NRI has thus far spun out three revenue-producing companies:

  • New Renaissance Technology and Intellectual Property, Inc. (NRT&IP), initially “New Renaissance Commercial” was originally formed in 2010 to commercialize NRI’s fundamentally new technologies through investment-based incubating of spinout companies and to perform patent transactions. Spinouts were found to be more naturally emergent from NRI itself and NRT&IP has naturally transitioned to become a transaction entity for 3rd-Party intellectual property related to NRI’s activities. Lisa M. Negele is the founding CEO and co-owner of NRT&IP.
  • Advanced Touchscreen and Gesture Technologies, LLC (ATGT), based in San Antonio Texas, is a technology commercialization and IP licensing company working in the area of touch and gesture technologies. Launched in March 2015, ATGT was assigned a number of NRI patent assets in the touch and video gesture area, some of which are fundamental to current pervasive industry. ATGT is working commercialize 6DTouchTM, Xdimension MultiTouchTM, High Definition Touch Pad (HDTPTM), and GestureGrammarTM technologies originally developed by NRI (with some funding from NSF SBIR Phase I and II awards) and is licensing those technologies and patents from NRI.
  • NRI R&D Patent Licensing, LLC (NRI R&D PL) is the current patent licensing and patent sale vehicle for patents developed in NRI and ready for technology commercialization and commercial licensing. Launched in June 2017, NRI R&D PL has been assigned approximately 150 NRI issued and pending patent assets.

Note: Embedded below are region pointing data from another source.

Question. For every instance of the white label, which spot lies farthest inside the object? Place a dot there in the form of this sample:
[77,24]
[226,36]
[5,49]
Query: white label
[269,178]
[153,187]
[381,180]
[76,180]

NRI is presently working to secure funding for a fourth spin out company, NoLens, Inc. in response to aspects of:

  • the expanding interest in plenoptic light-field imaging since the 2011 introduction of the Lytro camera and its 2011 Raytrix, 2004 Stanford University, and 1992 Adelson/Wang precursors,
  • the many emerging coded-aperture, phase-grading, and related lensless imaging cameras (circa 2011-2013 Cornell/Rambus “Fourier-Domain Microscale” and “Ultraminiature” imaging cameras, circa 2015 Rice University “FlatCam,” 2016 Hitachi Moire-Pattern lensless camera slated for 2018 productization, the 2017 CalTech Phase-Array lenseless camera, 2017 “DiffuserCam,” among others).

Although light-field imaging cameras date back to the 1908 work of Lippmann and coded-aperture (Gamma-Ray and X-Ray) imaging date back to the 1965 modulation collimator work of Oda and 1968 coded mask work of Dicke, the NRI visible-light lensless imaging camera technology suite dates back to NRI’s founder’s 1999 and 2008-2011 work at Avistar (that work and technology subsequently acquired from Avistar by NRI). The NRI approach is (1) widely-inclusive, (2) far broader in scope, implementation, features, capabilities, and technique, and (3) would appear to be of profound impact to the future of electronic imaging systems. The (recently allowed) NRI patent application 15/647,230 (published as 2018/0165823) includes a comprehensive review to the immense implications of the NRI lensless light-field imaging approach. Dr. Anton Rodde is the founding CEO of NoLens.